Mas o fato é que, quase dez anos depois da publicação do texto de Lent, pouca coisa mudou no mercado. Essa cultura projetual, que o Michel falava não se consolidou. Há uma série de ideias soltas, opiniões dispersas e posturas desalinhadas. Posts em blogs. Vídeos no YouTube. Podcasts no Itunes. Você que acompanha o URBE, já deve ter visto, por exemplo o genial viral The Vendor Client relationship in real world (www.youtube.com/watch?v=ThMu3MFCC60). Mas ainda faltava algo. E entendi que era uma documentação, não somente para profissionais como, principalmente, para cientes que partisse da observação que essa cultura projetual comum precisa entrar em pauta.
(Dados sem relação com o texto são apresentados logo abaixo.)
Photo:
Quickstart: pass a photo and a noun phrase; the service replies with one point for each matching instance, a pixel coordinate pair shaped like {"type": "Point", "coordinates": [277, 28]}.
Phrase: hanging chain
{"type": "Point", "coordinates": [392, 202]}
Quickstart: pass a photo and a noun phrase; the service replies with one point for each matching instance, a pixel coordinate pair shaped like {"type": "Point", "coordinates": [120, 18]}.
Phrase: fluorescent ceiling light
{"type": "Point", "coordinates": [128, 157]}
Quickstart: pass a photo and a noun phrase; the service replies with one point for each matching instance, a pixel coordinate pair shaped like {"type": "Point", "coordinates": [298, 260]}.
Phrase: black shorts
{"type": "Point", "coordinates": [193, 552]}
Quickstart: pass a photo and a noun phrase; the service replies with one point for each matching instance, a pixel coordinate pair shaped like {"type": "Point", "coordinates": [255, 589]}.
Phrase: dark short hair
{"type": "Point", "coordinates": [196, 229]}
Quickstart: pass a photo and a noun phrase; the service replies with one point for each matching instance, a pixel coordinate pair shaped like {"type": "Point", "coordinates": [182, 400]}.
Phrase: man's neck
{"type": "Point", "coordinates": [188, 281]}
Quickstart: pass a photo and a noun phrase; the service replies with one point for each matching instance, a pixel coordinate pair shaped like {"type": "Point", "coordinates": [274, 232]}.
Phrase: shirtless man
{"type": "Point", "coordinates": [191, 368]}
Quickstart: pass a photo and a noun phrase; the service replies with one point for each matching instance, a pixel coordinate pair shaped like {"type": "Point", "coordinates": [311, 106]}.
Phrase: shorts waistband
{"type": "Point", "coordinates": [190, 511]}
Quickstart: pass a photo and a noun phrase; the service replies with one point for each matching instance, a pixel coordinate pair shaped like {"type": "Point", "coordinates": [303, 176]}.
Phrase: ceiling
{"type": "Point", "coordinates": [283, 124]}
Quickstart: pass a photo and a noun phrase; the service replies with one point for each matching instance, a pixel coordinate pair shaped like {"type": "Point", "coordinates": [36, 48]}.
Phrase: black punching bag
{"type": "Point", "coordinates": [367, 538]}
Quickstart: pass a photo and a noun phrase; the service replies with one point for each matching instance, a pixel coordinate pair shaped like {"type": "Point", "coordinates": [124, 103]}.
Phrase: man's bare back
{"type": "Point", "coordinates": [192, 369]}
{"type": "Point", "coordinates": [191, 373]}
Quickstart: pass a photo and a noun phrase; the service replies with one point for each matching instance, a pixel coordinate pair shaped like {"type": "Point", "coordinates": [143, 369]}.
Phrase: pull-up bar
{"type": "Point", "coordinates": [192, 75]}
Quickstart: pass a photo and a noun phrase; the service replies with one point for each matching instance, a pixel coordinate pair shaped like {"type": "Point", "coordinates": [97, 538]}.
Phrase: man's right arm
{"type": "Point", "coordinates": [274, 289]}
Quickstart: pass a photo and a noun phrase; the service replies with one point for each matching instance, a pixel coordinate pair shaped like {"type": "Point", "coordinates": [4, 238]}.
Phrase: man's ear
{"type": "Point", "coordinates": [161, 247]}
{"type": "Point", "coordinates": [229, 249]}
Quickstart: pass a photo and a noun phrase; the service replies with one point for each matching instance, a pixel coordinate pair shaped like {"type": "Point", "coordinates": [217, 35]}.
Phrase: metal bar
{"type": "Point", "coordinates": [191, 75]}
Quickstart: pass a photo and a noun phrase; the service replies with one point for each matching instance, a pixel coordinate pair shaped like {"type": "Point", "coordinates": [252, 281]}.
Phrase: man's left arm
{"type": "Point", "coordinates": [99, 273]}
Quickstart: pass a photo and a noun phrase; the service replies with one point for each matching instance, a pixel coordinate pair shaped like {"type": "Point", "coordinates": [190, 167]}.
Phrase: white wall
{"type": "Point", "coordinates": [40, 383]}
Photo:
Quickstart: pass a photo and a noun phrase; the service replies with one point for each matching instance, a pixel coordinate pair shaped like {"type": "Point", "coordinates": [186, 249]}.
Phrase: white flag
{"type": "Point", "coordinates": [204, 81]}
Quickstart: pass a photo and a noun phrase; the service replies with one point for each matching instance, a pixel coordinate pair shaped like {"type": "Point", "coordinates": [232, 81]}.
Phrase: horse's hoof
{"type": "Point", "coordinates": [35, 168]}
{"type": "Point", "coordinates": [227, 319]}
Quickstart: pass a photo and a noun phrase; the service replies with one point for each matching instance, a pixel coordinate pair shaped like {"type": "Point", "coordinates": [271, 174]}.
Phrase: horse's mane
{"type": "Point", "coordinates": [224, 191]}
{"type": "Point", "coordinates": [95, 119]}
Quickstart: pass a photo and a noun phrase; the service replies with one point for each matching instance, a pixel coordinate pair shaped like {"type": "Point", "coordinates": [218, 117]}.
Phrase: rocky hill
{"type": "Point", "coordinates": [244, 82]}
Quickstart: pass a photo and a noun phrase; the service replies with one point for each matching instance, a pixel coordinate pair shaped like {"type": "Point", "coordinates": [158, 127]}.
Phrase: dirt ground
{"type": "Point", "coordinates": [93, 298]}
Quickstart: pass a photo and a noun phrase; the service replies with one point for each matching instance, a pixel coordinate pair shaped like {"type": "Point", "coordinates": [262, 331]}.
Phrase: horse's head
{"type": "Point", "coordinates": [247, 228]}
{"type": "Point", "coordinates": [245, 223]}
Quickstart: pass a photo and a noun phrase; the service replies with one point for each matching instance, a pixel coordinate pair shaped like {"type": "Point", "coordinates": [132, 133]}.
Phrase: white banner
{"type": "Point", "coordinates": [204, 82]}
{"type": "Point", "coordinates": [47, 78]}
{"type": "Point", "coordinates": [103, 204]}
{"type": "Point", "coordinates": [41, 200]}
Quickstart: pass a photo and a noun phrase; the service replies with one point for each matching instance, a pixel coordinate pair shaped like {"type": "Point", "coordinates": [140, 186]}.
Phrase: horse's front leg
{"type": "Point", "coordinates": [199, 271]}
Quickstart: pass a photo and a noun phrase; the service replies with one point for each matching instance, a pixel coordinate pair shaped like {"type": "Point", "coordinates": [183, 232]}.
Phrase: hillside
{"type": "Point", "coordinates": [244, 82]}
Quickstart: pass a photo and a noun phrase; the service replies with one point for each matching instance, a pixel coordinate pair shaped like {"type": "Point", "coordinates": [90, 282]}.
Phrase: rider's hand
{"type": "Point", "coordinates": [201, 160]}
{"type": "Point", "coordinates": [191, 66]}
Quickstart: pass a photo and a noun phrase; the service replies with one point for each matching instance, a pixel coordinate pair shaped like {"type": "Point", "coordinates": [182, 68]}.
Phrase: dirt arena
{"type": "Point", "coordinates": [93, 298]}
Com o lançamento das duas versões do livro O Fator VDM: Um Guia Antidesastres em Projetos Criativos (quinta, 08 de setembro, na Travessa de Ipanema), procuro cobrir justamente essa lacuna, oferecendo as bases de entendimento para qualquer projeto criativo: seja a criação de um site, o relatório de uma empresa, uma campanha de comunicação do terceiro setor ou uma ação cultural.

Espero provocar discussões sobre boas práticas por todos os lados. Ficar detonando os contratantes em sites como “Clients from Hell” (http://clientsfromhell.net/) ou em posts no Twitter não é o que vai fazer a coisa andar. Por isso mesmo optei por uma editora que apostasse no conceito de um livro que não acaba, onde os leitores participam escrevendo artigos, enviando comentários. Com a impressão on demand e os eBooks isso é possível. O VDM, nesse sentido não são os doze passos da felicidade, a fórmula mágica do sucesso. Nada está estabelecido. Para mim, a partir de hoje (quinta), essa história está apenas começando.